Boy, is that an understatement! Having read an AP press release, buttressed by an AA press release, and supplemented by your experiences as a passenger on the LAX-LHR route you feel qualified to conclude that "there is much in question" concerning this event and "you suspect" some type of misconduct on two airline crews in unrelated situations. Whew! I guess there's not much else to be said.

Well, having flown for TWA for 32 years and experienced at least three in-flight engine failures during that time, may I point out some concepts you might have missed?

First, the rule when an engine fails is that the pilot must proceed to, and land at, the nearest suitable airport, the operative word being suitable. There are many factors involved in the suitability concept: distance to the airport, length of runway, weather conditions, availability of emergency equipment, passenger handling capability, availability of maintenance, the number of engines on the airframe, etc. The captain is the sole authority as to the suitability of an airport. If the aircraft has two engines the latitude of authority granted by the FAR's becomes much more limited and the captain is expected to get the aircraft on the ground ASAP. Thirty minutes from event to touchdown in today's congested airspace is not, by any stretch, a very long time to operate on one engine.
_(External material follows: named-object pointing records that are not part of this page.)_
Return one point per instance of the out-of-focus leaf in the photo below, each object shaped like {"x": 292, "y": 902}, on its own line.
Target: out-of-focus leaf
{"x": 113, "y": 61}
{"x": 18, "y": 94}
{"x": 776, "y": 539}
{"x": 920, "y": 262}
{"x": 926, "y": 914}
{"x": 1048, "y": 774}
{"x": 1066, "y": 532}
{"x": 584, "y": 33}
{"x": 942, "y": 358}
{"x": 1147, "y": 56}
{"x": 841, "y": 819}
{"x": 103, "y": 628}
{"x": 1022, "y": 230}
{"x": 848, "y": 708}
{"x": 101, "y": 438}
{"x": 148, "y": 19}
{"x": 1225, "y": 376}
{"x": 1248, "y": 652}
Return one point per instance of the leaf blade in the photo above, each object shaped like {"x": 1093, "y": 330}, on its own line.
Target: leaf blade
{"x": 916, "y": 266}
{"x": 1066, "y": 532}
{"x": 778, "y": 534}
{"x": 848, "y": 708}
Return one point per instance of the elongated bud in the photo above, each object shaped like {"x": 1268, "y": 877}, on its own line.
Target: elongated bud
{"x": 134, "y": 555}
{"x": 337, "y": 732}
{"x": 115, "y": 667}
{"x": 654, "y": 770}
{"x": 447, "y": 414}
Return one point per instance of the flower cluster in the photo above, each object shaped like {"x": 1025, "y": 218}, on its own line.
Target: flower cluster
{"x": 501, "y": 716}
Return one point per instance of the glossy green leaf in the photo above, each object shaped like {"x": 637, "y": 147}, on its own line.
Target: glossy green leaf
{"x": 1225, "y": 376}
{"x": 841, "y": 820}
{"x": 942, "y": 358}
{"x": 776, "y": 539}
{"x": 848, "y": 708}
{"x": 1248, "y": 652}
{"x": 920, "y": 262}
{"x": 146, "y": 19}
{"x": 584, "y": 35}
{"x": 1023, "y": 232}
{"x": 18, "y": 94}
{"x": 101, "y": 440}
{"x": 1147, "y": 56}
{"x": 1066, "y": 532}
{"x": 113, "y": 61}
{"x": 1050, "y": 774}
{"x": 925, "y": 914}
Now, if you accept the statement that the pilot put the airplane on the ground within 30 minutes of the engine failure as fact (and it has to be because it was in the press release, right?), he had to be damn close to JFK, not withstanding your concept of great circle routes and your experience as a passenger. And, he would have certainly considered JFK far more suitable than Newburgh or Syracuse, for example.

As I commented on TWA Pilot.com, I remember a case where a passenger, probably a seasoned traveller like yourself, purchased a ticket on a TWA 707 from SFO-CDG. Having been told that his flight was a "polar" flight he sued TWA when the actual, most fuel-efficient flight path for the flight that day was over JFK and the Canadian Maritimes and went nowhere near the North Pole, which he thought he would see. He lost his lawsuit.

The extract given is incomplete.